La deuxième partie de la mission SOHO sera consacrée à l'étude des variabilités. En effet, si l'instrument MDI a mis en évidence de façon éclatante la dynamique de la région convective externe, la région interne contenant plus de 80 % de la masse du Soleil ne nous apparaît aujourd'hui que statique. Il est trop tôt pour dire si cette vision correspond à la réalité ou si elle est due au manque de résolution spatiale et temporelle des mesures actuelles. Une profonde compréhension des étoiles passe par l' « histoire du moment angulaire ». En effet, la formation des étoiles est un épisode très dynamique avec « accrétion » et éjection de matière. Lorsque l'étoile se désolidarise du disque de poussières qui l'entoure, elle se met à tourner beaucoup plus vite sur elle même. Le Soleil jeune tournait-il très vite (plusieurs centaines de km/s) ou lentement comme aujourd'hui (environ 2 km/s, tout de même), voici une des questions d'actualité, non négligeable pour comprendre le rôle et la production du champ magnétique. Un certain nombre de réponses est contenu dans les données sismiques, livrées soit par le Soleil, soit par d'autres étoiles plus jeunes ou de masse légèrement différentes. D'autres indicateurs tels que la teneur en lithium photosphérique (élément brûlant à des températures proches de la région de transition radiation-convection) nous aideront à reconstruire le puzzle complet qui devrait nous conduire à mieux comprendre le rôle majeur de notre étoile dans notre vie sur terre mais aussi nous emmener vers nos origines à travers la formation des étoiles, des planètes et des galaxies.

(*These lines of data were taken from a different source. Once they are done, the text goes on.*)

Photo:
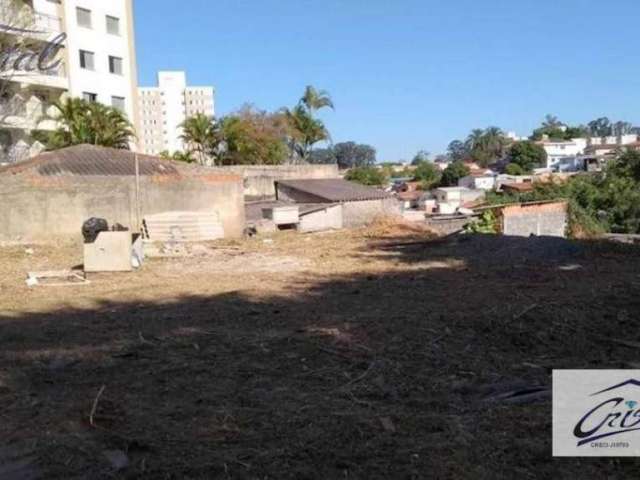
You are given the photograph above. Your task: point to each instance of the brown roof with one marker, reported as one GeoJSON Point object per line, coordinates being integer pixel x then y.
{"type": "Point", "coordinates": [334, 189]}
{"type": "Point", "coordinates": [412, 195]}
{"type": "Point", "coordinates": [90, 160]}
{"type": "Point", "coordinates": [518, 187]}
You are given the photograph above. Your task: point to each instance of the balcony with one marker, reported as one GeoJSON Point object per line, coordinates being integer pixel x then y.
{"type": "Point", "coordinates": [14, 154]}
{"type": "Point", "coordinates": [55, 78]}
{"type": "Point", "coordinates": [42, 26]}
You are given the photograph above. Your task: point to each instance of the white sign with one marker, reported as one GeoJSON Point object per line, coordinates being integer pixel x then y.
{"type": "Point", "coordinates": [596, 413]}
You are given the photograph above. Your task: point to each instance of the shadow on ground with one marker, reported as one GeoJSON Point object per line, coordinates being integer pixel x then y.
{"type": "Point", "coordinates": [367, 376]}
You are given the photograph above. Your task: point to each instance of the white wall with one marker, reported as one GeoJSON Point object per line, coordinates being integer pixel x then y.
{"type": "Point", "coordinates": [96, 39]}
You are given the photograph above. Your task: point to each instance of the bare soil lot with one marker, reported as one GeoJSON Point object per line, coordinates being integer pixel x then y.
{"type": "Point", "coordinates": [373, 354]}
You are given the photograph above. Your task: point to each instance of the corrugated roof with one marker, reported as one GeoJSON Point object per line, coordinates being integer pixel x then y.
{"type": "Point", "coordinates": [335, 189]}
{"type": "Point", "coordinates": [90, 160]}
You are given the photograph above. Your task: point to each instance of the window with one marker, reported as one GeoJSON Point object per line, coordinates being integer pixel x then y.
{"type": "Point", "coordinates": [113, 25]}
{"type": "Point", "coordinates": [84, 17]}
{"type": "Point", "coordinates": [118, 102]}
{"type": "Point", "coordinates": [115, 65]}
{"type": "Point", "coordinates": [87, 60]}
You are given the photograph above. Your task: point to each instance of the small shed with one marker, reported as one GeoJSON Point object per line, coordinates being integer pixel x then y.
{"type": "Point", "coordinates": [52, 194]}
{"type": "Point", "coordinates": [360, 204]}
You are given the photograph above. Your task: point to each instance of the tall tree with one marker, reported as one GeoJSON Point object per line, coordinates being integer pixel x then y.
{"type": "Point", "coordinates": [551, 122]}
{"type": "Point", "coordinates": [254, 137]}
{"type": "Point", "coordinates": [421, 157]}
{"type": "Point", "coordinates": [305, 131]}
{"type": "Point", "coordinates": [199, 134]}
{"type": "Point", "coordinates": [528, 155]}
{"type": "Point", "coordinates": [315, 100]}
{"type": "Point", "coordinates": [457, 150]}
{"type": "Point", "coordinates": [82, 122]}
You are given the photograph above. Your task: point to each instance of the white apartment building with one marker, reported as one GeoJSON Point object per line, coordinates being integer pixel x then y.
{"type": "Point", "coordinates": [164, 108]}
{"type": "Point", "coordinates": [98, 63]}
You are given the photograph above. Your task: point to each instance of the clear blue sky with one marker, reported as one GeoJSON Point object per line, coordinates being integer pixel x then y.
{"type": "Point", "coordinates": [405, 74]}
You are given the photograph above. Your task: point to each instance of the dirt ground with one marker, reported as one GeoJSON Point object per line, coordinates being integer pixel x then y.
{"type": "Point", "coordinates": [375, 354]}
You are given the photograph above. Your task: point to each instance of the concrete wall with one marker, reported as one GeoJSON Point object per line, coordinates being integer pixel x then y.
{"type": "Point", "coordinates": [44, 208]}
{"type": "Point", "coordinates": [259, 179]}
{"type": "Point", "coordinates": [359, 214]}
{"type": "Point", "coordinates": [547, 219]}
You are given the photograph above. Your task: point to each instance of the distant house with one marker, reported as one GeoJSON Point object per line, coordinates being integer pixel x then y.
{"type": "Point", "coordinates": [450, 199]}
{"type": "Point", "coordinates": [479, 180]}
{"type": "Point", "coordinates": [52, 194]}
{"type": "Point", "coordinates": [360, 204]}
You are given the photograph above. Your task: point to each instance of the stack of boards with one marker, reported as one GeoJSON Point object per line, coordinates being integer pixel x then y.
{"type": "Point", "coordinates": [183, 227]}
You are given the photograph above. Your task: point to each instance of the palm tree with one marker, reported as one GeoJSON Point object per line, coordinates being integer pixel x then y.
{"type": "Point", "coordinates": [199, 134]}
{"type": "Point", "coordinates": [475, 139]}
{"type": "Point", "coordinates": [316, 99]}
{"type": "Point", "coordinates": [551, 122]}
{"type": "Point", "coordinates": [82, 122]}
{"type": "Point", "coordinates": [306, 131]}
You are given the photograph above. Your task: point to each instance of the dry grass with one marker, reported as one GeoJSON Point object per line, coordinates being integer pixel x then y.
{"type": "Point", "coordinates": [364, 354]}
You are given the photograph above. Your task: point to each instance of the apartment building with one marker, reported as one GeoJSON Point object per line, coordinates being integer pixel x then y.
{"type": "Point", "coordinates": [98, 63]}
{"type": "Point", "coordinates": [164, 108]}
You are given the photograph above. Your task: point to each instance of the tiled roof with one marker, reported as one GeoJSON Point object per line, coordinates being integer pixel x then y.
{"type": "Point", "coordinates": [335, 190]}
{"type": "Point", "coordinates": [89, 160]}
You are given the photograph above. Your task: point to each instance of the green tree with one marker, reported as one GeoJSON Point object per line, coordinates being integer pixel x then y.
{"type": "Point", "coordinates": [457, 150]}
{"type": "Point", "coordinates": [367, 176]}
{"type": "Point", "coordinates": [454, 172]}
{"type": "Point", "coordinates": [528, 155]}
{"type": "Point", "coordinates": [81, 122]}
{"type": "Point", "coordinates": [514, 169]}
{"type": "Point", "coordinates": [199, 134]}
{"type": "Point", "coordinates": [315, 100]}
{"type": "Point", "coordinates": [421, 157]}
{"type": "Point", "coordinates": [428, 174]}
{"type": "Point", "coordinates": [306, 131]}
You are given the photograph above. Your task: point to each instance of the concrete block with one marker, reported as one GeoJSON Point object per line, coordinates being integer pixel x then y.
{"type": "Point", "coordinates": [111, 252]}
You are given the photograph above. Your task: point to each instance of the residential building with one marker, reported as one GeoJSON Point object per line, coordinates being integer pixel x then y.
{"type": "Point", "coordinates": [569, 155]}
{"type": "Point", "coordinates": [164, 108]}
{"type": "Point", "coordinates": [450, 199]}
{"type": "Point", "coordinates": [97, 63]}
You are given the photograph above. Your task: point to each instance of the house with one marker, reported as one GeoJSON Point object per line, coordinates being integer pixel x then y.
{"type": "Point", "coordinates": [568, 155]}
{"type": "Point", "coordinates": [360, 204]}
{"type": "Point", "coordinates": [52, 194]}
{"type": "Point", "coordinates": [98, 64]}
{"type": "Point", "coordinates": [479, 180]}
{"type": "Point", "coordinates": [450, 199]}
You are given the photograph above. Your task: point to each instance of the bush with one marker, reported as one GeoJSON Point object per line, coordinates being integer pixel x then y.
{"type": "Point", "coordinates": [528, 155]}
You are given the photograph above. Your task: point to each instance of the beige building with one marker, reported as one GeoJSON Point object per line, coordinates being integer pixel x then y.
{"type": "Point", "coordinates": [96, 61]}
{"type": "Point", "coordinates": [164, 108]}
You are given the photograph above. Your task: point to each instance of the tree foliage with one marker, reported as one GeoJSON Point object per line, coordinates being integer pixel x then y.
{"type": "Point", "coordinates": [199, 135]}
{"type": "Point", "coordinates": [81, 122]}
{"type": "Point", "coordinates": [528, 155]}
{"type": "Point", "coordinates": [351, 154]}
{"type": "Point", "coordinates": [253, 137]}
{"type": "Point", "coordinates": [454, 172]}
{"type": "Point", "coordinates": [428, 174]}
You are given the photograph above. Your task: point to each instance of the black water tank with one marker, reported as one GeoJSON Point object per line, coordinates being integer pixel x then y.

Découpler les effets magnétiques de surface des mesures intégrées est un nouveau défi pour les années à venir, qui nous donnera accès à la rotation centrale. Comprendre dans le détail les modes acoustiques du Soleil sera très précieux pour explorer d'autres étoiles moins classiques. De plus le site privilégié de SOHO nous laisse un profond espoir d'accéder à des modes d'amplitude plus faible régis cette fois par la gravité. Si SOHO ne fera probablement que défricher ce domaine, une nouvelle génération d'instruments est à l'étude qui permettra de beaucoup améliorer la résolution spatiale au coeur du Soleil.